Mahajan:  We don’t want to go a mile wide and an inch thick in terms of features what we offer. Thus, we have deep ADC features set along with real-time visibility and insights.  With the integrated real-time analytics operational teams can drive to insure superior end-user experience.

We compete with incumbent vendors such as Citrix and F5, but essentially, we are a load balancer that balances the load, provides security, and accelerates applications. Next, we collect application metrics and logs to provide actionable insights to the network operator.  In addition the analytics provide a feedback mechanism to scale out the load balancer and the back end applications. This is crucial for e-commerce applications that have heavy but sporadic loading, and our solution is one-of-a kind that solves those problems.

Incumbent traditional load balancers are not programmable, flexible or agile and thus, are not able to meet the needs of enterprises building private or hybrid clouds, and cloud service providers building public clouds. Incumbents lead with hardware, and any additional software they offer is not architected to meet the needs of cloud environments. Avi, on the other hand, has a completely software-driven architecture that perfectly meets enterprise emerging cloud infrastructure requirements.

We are unaware of any startups building similar solutions to Avi Networks.  While there are numerous SDN startups, the ones who are out-of-stealth mode are focused on a different set of features to the best of our knowledge.

ONUG: Are there any cost savings associated with your solution?

Mahajan: Cost is very important to customers. First of all, we don’t ship any hardware. Our software runs on any x86 server, and shares the servers with other applications. With Avi, the customer has both upfront CapEx (capital expenditure) and significant OpEx (operational expenditure) savings..  In addition, our analytics and visibility solution enables the dashboard to send alerts and triggers to the operator about latency and traffic load. Today, operators do not know where to look for problems, and it could take days or even weeks to identify the problem. And, that could translate into weeks of operational expenditures spent in identifying the source of the trouble.

Essentially, our solution resonates with anyone who has a cloud infrastructure, and also with traditional virtualized data center deployments. You don’t need custom hardware and appliances with our ware, and even if you have legacy ADCs, we do not recommend a rip-and-replace strategy but, rather augment your ADC capacity for new applications with Avi next-generation ADC.

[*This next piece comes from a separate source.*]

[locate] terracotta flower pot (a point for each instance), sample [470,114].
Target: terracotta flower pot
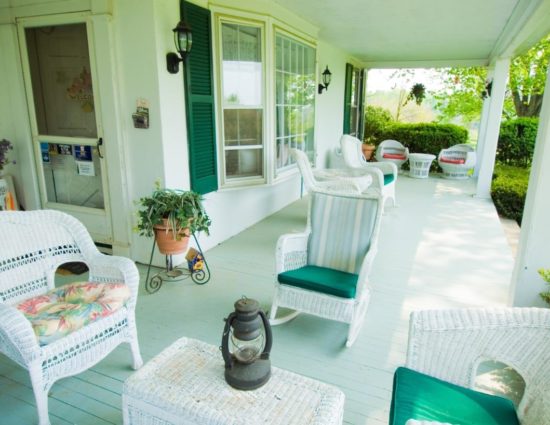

ONUG: What is your vision for Avi in the next three years, and as you start to scale, what are your biggest challenges to getting there?

Mahajan: Most importantly, we have to establish ourselves with key large brand customers, and become a leader in our space. Next, we have to show consistent growth for the next three years and not lose sight of innovation. We have a rich road map on the innovations side.

Further, we are much more North America-centric now but with time we will have to establish a global presence. How we become a global company is the next step for us. In addition, we will need to balance across customers’ demand for new features, and innovations that we want to roll out to change the existing paradigm.  It would be a balancing act with large customers. Every month, we have a meeting to discuss which features to develop and which ones not to.  We have to stay focused on our vision.

ONUG: Finally, how can Avi further ONUG’s goal of open solutions and interoperability?

Mahajan: We got going before ONUG’s NSV group came into being and are in agreement with the proposed model. Customers would like the different layers and features to work together – compute, storage, networking, and L4-L7 services. Further, they want to know how everything works together, and how do all these elements come under one umbrella. That is where we are looking to ONUG for leadership so that all different vendors can work together in an overall encompassing architecture. No one vendor is going to be able to provide all features that are needed. We are participating in the NSV and Traffic Monitoring working groups to validate the overall architecture and share our ideas.